Submitted:	4 Aug 2008 15:37	Modified:	21 Sep 2009 9:37
Reporter:	Anton Bobrov	Email Updates:
Status:	Won't fix	Impact on me:	None
Category:	Connectors: NDB/Bindings	Severity:	S1 (Critical)
Version:	0.7.0	OS:	Linux (RHEL 5.1 (Tikanga) / 2.6.18.53.el5)
Assigned to:	Monty Taylor	CPU Architecture:	Any

Description:
NDB Java Bindings are extremely unstable under heavy usage eg multiple read
operations across several tables using a single transaction. It seems that
the SWIG layer is directly responsible due to some memory corruption caused
by the native code. Running with debug memory allocator reveals repeatable
errors such as this:
java(15216,0x8eb800) malloc: *** error for object 0x16c9a0: incorrect checksum for freed object - object was probably modified after being freed.
which eventually results in SEGV somewhere in NDB native library although
the cause is very likely invalid references passed by SWIG layer there.
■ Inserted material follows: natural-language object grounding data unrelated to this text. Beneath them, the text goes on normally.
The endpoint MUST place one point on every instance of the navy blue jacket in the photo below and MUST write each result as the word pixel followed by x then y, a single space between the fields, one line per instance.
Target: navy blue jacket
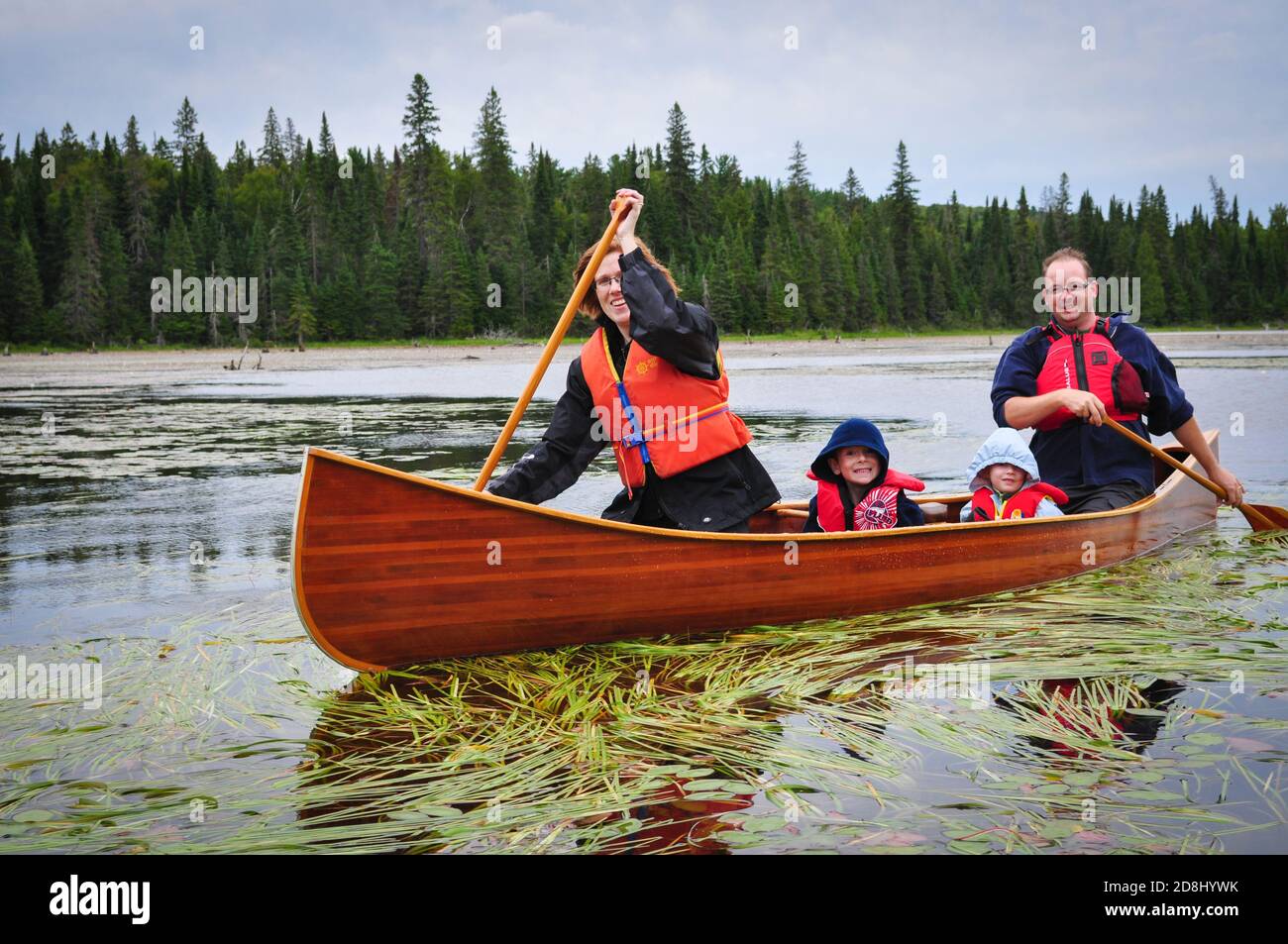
pixel 1078 454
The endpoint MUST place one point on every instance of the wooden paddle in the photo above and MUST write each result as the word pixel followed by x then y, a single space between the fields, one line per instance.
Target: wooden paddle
pixel 553 344
pixel 1260 517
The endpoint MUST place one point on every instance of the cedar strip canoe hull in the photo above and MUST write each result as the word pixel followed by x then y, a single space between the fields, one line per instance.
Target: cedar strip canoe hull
pixel 390 570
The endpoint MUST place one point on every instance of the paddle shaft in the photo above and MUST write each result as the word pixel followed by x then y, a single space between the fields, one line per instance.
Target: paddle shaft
pixel 1248 511
pixel 552 347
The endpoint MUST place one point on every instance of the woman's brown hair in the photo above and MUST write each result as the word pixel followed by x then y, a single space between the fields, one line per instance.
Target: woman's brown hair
pixel 589 303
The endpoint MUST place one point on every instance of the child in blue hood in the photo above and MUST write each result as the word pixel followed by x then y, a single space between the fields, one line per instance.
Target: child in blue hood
pixel 1005 480
pixel 857 487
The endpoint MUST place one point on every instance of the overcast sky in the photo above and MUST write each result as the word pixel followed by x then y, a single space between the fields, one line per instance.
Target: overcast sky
pixel 1006 93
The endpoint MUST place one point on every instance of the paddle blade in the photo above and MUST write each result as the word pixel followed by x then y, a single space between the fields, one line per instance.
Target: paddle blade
pixel 1275 514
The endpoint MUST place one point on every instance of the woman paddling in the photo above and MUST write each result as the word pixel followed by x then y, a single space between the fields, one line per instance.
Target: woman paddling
pixel 651 381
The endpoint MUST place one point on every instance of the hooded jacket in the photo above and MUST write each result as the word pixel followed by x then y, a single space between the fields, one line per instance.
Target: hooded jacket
pixel 712 496
pixel 859 433
pixel 1005 446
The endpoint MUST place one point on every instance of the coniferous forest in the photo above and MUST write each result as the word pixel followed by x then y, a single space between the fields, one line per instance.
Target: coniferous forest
pixel 429 243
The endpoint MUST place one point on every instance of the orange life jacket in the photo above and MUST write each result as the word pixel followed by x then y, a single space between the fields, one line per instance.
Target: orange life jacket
pixel 877 510
pixel 1022 504
pixel 656 413
pixel 1089 361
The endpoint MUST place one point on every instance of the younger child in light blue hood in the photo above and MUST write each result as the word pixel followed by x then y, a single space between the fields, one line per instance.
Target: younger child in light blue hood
pixel 1005 480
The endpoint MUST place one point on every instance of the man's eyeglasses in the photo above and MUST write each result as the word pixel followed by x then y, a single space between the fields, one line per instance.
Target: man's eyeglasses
pixel 1070 287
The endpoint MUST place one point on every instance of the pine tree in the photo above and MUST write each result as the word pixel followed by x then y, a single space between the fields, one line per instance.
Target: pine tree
pixel 420 119
pixel 29 304
pixel 185 128
pixel 1151 300
pixel 301 321
pixel 903 218
pixel 271 151
pixel 81 307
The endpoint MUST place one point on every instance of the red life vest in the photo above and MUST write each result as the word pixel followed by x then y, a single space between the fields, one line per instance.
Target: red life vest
pixel 657 413
pixel 1089 361
pixel 1022 504
pixel 879 509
some most common backtraces :

*** glibc detected *** /usr/java/jdk1.5.0_16/bin/java: free(): invalid next size (fast): 0x0000000060c35220 ***
======= Backtrace: =========
/lib64/libc.so.6[0x3a5da6f444]
/lib64/libc.so.6(cfree+0x8c)[0x3a5da72a6c]
/usr/local/mysql-5.1.24-ndb-6.2.14-linux-x86_64/lib/mysql/libndbj.so.0.0.0(Java_com_mysql_cluster_ndbj_ndbjJNI_NdbRecAttrImpl_1getString+0xb1)[0x2aaac088b4ef]
[0x2aaaaec98fd4]

*** glibc detected *** /usr/java/jdk1.5.0_16/bin/java: corrupted double-linked list: 0x00000000522e7430 ***
======= Backtrace: =========
/lib64/libc.so.6[0x3a5da6da07]
/lib64/libc.so.6[0x3a5da6fa42]
/lib64/libc.so.6(__libc_malloc+0x7d)[0x3a5da70c9d]
/usr/java/jdk1.5.0_16/jre/lib/amd64/server/libjvm.so[0x2aaaab02bc78]
/usr/java/jdk1.5.0_16/jre/lib/amd64/server/libjvm.so[0x2aaaab1135fe]
[0x2aaaaea58522]

*** glibc detected *** /usr/java/jdk1.5.0_16/bin/java: double free or corruption (!prev): 0x000000004bbdc530 ***
======= Backtrace: =========
/lib64/libc.so.6[0x3a5da6f444]
/lib64/libc.so.6(cfree+0x8c)[0x3a5da72a6c]
/usr/local/mysql/lib/mysql/libndbclient.so.4(_ZN7NdbImplD1Ev+0xa4)[0x2aaac0b499c4]
/usr/local/mysql/lib/mysql/libndbclient.so.4(_ZN3NdbD1Ev+0x127)[0x2aaac0b49d97]
/usr/local/mysql-5.1.24-ndb-6.2.14-linux-x86_64/lib/mysql/libndbj.so.0.0.0[0x2aaac0882a54]
/usr/local/mysql-5.1.24-ndb-6.2.14-linux-x86_64/lib/mysql/libndbj.so.0.0.0(Java_com_mysql_cluster_ndbj_ndbjJNI_NdbImpl_1close+0x56)[0x2aaac08a9330]
[0x2aaaaea58522]

How to repeat:
its very difficult to isolate this into a separate test case but
i can setup a test system in our lab and provide access to it if
needed.

We're looking in to it right now. I'm guessing we're just not incrementing the refcount of a JNI created object properly somewhere... those get really fun to find. :)

just to give a better idea on what the application is doing which
could perhaps help with finding the root cause/s. i will describe
one particular use case used to get mentioned abort() backtraces
[ excuse my lame pseudo code here ] :

start txn;

txn select index scan;

txn execute no commit;

for each result from select index scan {
  get single index scan result;
  // number of operations depending
  // on result values returned above.
  txn get select operaion1 on table1;
  txn get select operation on table2;
  txn get select operation on table3;
  txn execute no commit;
  get select/s result/s;
}

so all that done under single txn and index scan results are
obtained one by one [ this is basically cursor like thing
that can walk the entire database ] so we are constantly
making new select operations and executing them sans commit
as well as getting and processing their results while the 
results of the very first operation [ index scan ] are still
open and being referenced/processed.

hs_err_pid1753 shows another crash although its not related to the
previous ones. this time no memory allocator errors seen before the
crash and application activity consisted of doing bulk inserts into
bunch of tables. multiple inserts, under multiple transactions: one
txn doing multiple inserts then executing and closing then another
txn starts and so on. crashed after roughly 4k something txn execs.